Tom’s importance as an artist was given its fullest testament with the publication of Taschen Books’ massive 668-page, fifteen-pound volume, Tom of Finland XXL, in 2009. The book is the most comprehensive treatment of his work between two covers. In addition to the works themselves, it features essays by critics such as Edward Lucie-Smith and Camille Paglia, as well as more personal appreciations by Todd Oldham, Armistead Maupin, and John Waters, among others. Other notable books about Tom include F. Valentine Hooven’s 1993 biography, Tom of Finland: His Life and Times, and Micha Ramakers’ Dirty Pictures (2000), which provides an entertaining reflection on Tom’s place in gay culture and in popular culture in general.
Tom House: Tom of Finland in Los Angeles is a relatively compact book with only eight pages of text. The rest of it is devoted to gorgeous color photographs of the 1912 Craftsman home in the Echo Park section of L.A., where Tom lived during his last decade. Known officially as “Tom House,” the building is the headquarters of the Tom of Finland Foundation, which manages an extensive archive. In his introduction, Mayer Rus describes the house as “equal parts frat pad, utopian collective, art historical archive, sepulcher, community center, and den of iniquity.” This is a home that has hosted curators, librarians, and sex party participants.
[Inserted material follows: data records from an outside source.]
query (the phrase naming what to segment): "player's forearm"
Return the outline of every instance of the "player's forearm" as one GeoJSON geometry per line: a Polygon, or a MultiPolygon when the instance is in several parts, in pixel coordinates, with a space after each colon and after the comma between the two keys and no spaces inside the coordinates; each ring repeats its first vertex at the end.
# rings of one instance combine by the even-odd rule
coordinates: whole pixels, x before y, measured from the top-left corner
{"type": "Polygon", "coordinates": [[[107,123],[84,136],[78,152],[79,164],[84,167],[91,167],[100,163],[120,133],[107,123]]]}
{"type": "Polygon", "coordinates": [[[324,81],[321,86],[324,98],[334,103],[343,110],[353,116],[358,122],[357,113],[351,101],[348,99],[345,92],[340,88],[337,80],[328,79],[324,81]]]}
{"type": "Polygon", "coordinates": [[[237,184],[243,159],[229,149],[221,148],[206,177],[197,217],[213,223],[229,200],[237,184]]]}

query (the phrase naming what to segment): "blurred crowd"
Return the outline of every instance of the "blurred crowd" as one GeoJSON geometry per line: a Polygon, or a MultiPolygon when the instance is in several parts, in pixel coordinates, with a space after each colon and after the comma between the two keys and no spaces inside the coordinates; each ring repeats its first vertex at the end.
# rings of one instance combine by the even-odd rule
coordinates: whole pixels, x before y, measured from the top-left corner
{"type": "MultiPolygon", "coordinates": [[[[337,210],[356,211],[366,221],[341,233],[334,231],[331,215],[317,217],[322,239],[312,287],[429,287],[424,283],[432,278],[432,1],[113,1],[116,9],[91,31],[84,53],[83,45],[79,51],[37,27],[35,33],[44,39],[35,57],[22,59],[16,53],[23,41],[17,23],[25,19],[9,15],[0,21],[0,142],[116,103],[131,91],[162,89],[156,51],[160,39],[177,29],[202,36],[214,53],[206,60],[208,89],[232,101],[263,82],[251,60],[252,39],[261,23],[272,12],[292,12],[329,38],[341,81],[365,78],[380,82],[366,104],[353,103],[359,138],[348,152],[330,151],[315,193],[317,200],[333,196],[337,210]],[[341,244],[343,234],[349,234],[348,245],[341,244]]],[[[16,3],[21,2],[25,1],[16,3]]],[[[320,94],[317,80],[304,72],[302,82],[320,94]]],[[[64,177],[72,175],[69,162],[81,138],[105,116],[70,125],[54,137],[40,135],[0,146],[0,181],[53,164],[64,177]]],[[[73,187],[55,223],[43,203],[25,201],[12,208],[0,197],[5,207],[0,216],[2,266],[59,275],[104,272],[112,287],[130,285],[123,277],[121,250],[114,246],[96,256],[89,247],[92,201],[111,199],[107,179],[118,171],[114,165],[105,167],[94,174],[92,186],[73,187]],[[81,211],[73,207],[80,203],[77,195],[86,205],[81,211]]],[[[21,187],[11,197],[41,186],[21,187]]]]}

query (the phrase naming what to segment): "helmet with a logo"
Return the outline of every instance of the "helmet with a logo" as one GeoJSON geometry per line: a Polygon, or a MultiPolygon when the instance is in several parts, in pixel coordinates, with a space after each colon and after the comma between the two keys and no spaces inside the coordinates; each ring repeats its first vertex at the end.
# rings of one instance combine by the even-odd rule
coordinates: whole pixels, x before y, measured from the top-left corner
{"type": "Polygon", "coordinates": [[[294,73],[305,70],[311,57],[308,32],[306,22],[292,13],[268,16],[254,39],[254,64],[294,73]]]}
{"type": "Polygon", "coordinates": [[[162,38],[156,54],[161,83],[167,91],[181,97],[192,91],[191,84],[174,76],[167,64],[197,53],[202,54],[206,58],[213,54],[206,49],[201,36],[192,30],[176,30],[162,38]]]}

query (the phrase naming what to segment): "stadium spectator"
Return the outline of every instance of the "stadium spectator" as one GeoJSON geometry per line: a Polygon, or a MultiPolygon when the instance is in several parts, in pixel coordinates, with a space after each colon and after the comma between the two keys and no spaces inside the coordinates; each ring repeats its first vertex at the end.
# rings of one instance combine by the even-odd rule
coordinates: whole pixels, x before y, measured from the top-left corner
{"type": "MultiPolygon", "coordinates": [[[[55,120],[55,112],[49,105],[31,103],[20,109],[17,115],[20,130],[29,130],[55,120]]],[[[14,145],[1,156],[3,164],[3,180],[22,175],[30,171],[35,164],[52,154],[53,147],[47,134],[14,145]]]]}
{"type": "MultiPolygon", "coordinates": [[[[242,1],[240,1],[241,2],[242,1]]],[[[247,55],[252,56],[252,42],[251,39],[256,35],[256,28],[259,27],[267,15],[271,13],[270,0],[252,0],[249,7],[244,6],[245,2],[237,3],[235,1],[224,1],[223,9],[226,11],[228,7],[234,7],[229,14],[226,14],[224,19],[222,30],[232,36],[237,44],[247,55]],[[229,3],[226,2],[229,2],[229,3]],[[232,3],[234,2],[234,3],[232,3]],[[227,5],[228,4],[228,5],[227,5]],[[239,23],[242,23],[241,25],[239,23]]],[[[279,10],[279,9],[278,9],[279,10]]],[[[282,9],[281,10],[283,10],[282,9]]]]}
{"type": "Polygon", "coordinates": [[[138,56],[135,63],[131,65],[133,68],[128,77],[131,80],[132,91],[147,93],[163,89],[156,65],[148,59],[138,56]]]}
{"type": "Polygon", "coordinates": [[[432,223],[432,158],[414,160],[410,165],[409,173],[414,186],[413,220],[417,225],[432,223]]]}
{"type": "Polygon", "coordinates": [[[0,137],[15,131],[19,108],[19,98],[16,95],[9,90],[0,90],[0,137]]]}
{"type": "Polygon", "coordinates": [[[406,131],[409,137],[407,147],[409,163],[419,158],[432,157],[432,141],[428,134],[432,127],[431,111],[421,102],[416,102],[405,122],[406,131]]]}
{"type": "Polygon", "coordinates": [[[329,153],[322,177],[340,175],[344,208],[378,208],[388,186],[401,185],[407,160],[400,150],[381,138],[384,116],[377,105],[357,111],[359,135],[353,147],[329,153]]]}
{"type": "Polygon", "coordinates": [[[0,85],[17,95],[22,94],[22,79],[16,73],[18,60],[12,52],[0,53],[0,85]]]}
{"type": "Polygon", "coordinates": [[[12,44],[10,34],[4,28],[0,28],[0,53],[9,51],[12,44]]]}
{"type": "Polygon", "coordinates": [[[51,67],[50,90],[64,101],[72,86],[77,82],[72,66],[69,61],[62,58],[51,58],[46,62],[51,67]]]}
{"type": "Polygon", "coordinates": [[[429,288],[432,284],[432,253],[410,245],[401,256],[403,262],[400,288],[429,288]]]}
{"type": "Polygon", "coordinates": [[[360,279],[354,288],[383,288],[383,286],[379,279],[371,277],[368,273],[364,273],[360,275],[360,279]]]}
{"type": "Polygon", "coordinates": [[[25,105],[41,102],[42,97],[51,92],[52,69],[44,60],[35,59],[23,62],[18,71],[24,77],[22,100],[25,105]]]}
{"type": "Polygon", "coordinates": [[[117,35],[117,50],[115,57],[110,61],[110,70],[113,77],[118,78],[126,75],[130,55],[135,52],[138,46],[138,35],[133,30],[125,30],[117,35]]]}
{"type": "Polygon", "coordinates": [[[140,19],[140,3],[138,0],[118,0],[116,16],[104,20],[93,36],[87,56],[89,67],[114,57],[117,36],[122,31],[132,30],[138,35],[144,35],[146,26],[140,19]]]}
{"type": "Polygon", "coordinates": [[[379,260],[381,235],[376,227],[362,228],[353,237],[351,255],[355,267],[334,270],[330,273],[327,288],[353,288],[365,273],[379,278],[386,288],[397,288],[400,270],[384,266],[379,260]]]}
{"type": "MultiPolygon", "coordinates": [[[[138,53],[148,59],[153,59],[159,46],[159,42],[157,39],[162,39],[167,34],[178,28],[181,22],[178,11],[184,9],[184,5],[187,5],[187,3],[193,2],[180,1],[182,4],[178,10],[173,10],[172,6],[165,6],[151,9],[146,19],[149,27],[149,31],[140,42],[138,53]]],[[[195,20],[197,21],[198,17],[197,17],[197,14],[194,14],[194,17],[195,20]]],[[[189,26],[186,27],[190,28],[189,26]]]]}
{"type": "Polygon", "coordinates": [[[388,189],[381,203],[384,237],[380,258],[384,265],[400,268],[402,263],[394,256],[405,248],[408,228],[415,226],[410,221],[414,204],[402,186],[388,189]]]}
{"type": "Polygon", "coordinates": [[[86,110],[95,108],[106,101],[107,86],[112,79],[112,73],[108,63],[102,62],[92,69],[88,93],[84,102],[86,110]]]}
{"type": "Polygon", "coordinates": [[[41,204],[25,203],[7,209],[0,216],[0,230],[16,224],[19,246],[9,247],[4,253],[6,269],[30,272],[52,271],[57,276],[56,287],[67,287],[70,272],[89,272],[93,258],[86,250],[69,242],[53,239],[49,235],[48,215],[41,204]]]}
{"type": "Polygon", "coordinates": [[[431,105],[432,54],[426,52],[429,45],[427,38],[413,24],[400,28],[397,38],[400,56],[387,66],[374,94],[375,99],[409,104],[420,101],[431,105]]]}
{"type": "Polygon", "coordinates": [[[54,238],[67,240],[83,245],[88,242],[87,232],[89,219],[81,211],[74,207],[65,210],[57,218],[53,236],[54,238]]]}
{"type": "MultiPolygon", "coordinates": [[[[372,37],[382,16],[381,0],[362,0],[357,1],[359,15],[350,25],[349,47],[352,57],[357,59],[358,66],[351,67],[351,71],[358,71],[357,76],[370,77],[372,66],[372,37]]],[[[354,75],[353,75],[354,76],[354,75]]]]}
Rus provides a brief account of how current foundation president Durk Dehner (who co-established the foundation in 1984) met Tom and became devoted to the artist and his legacy. In addition to preserving and promoting Tom’s art, Dehner also protected Tom from those who trafficked in, and tried to profit from, unauthorized Tom of Finland reproductions and products. Today Tom’s images do a brisk (and legitimate) business; they can be found not only on greeting cards and posters but also on clothing, bedroom linens, and coffee mugs.
But Tom of Finland is more than a business. As Mayer Rus notes, today’s Tom House (which he calls a “polygamous household”) is the locus of a vibrant community. Several men live there, some of whom have even changed their surnames to Dehner, forming what’s known as the Dehner Brotherhood. There’s an active dungeon in the basement to accommodate the aforementioned sex parties. Once, Rus relates, a Maytag repairman visited the house to fix the washing machine and ran away in terror when he saw the slings and other sex toys set up near the appliance.
The photos in this book (most of them by Martyn Thompson) comprise a veritable walking tour of the home. The rooms are filled not only with Tom’s drawings and paintings (and those of other artists), but also with sculptures, dildos, leather apparel, fetish gear, packed bookshelves, and a wide array of salacious curios. Mixed in with the photos are reproductions of Tom’s sketches and rough studies, plus pages from his scrapbooks and finished works. Many spots in the home are displayed as if the artist himself has just been there; art supplies fill much of the space. One gets a clear sense of the artist at work.
During the peak of the AIDS crisis, the foundation archives began to take in and preserve the work of other gay artists, works that it continues to safeguard for posterity. In this very palpable sense, Tom House is meeting a vital historical need. The property is currently being considered for status as a Los Angeles Historic-Cultural Monument. It’s fair to say that the home is also a gay monument, and this book is a colorful record of the many treasures preserved under its roof.
Jim Nawrocki, a writer based in San Francisco, is a longtime and frequent contributor to these pages.